Im struggling with an imputation using mice. The main objective is to impute NAs (if possible by group). As the sample is a bit large to simple post here it is downloadable: https://drive.google.com/open?id=1InGJ_M7r5jwQZZRdXBO1MEbKB48gafbP
My questions are:
How big of an issue is correlated data in general? What can I do to still impute the data? The data is part of an empirical research question and I don't yet know which variables to include, thus it'd be best to keep as many as possible for the time being.
What methods would be more suitable than "cart" & "pmm" ? I'd like not to simply impute the mean/median....
Can I somehow impute the data by "ID"
Tips for debugging?
Here my code
#Start
require(mice)
require(Hmisc)
'setwd(...)
'test.df<-read.csv(...)
str(test.df)
Check for correlation: The first 2 columns contain identifiers and Year thus no need to look into.

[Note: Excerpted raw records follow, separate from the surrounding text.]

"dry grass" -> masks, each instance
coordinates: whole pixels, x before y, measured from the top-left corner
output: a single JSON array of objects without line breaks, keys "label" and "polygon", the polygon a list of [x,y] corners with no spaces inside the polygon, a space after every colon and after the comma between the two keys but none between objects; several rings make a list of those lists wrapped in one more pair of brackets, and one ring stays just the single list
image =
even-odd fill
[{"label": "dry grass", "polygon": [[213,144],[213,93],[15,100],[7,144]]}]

test.df.rcorr<-rcorr(as.matrix(test.df[,-c(1:2)]))
test.df.coeff<-test.df.rcorr$r
test.df.coeff<-corrplot(test.df.coeff)
As can be seen there is some strong correlation in the data. For a simple task omit all columns with strong correlation.
#Simple example
test.df2<-test.df[,-c(4,7,10,11)]
test.df2
sum(is.na(test.df2))
Now, lets impute the test.df2 without specifying the method:
imputation.df2<-mice(test.df2, m=1, seed=123456)
imputation.df2$method
test.df2.imp<-mice::complete(imputation.df2)
Warning message:
Number of logged events: 1
sum(is.na(test.df2.imp))
As can be seen, all the NAs are imputed. And the method used is "pmm" only.
Using the full data set, I get the following error message almost immediately:
imputation.df<-mice(test.df,m=1,seed = 66666)
iter imp variable
1 1 x1Error in solve.default(xtx + diag(pen)) :
system is computationally singular: reciprocal condition number = 1.49712e-16
Is this merely due to the correlation in the data?
Finally, my code for imputation by ID, which runs a little longer before showing this error:
test123<- lapply(split(test.df, test.df$ID), function(x) mice::complete(mice(x, m = 1 ,seed = 987654)))
Error in edit.setup(data, setup, ...) : nothing left to impute
In addition: There were 19 warnings (use warnings() to see them)
Called from: edit.setup(data, setup, ...)
I know this is a long question, and I m grateful for every little tip or hint!
Thanks a bunch!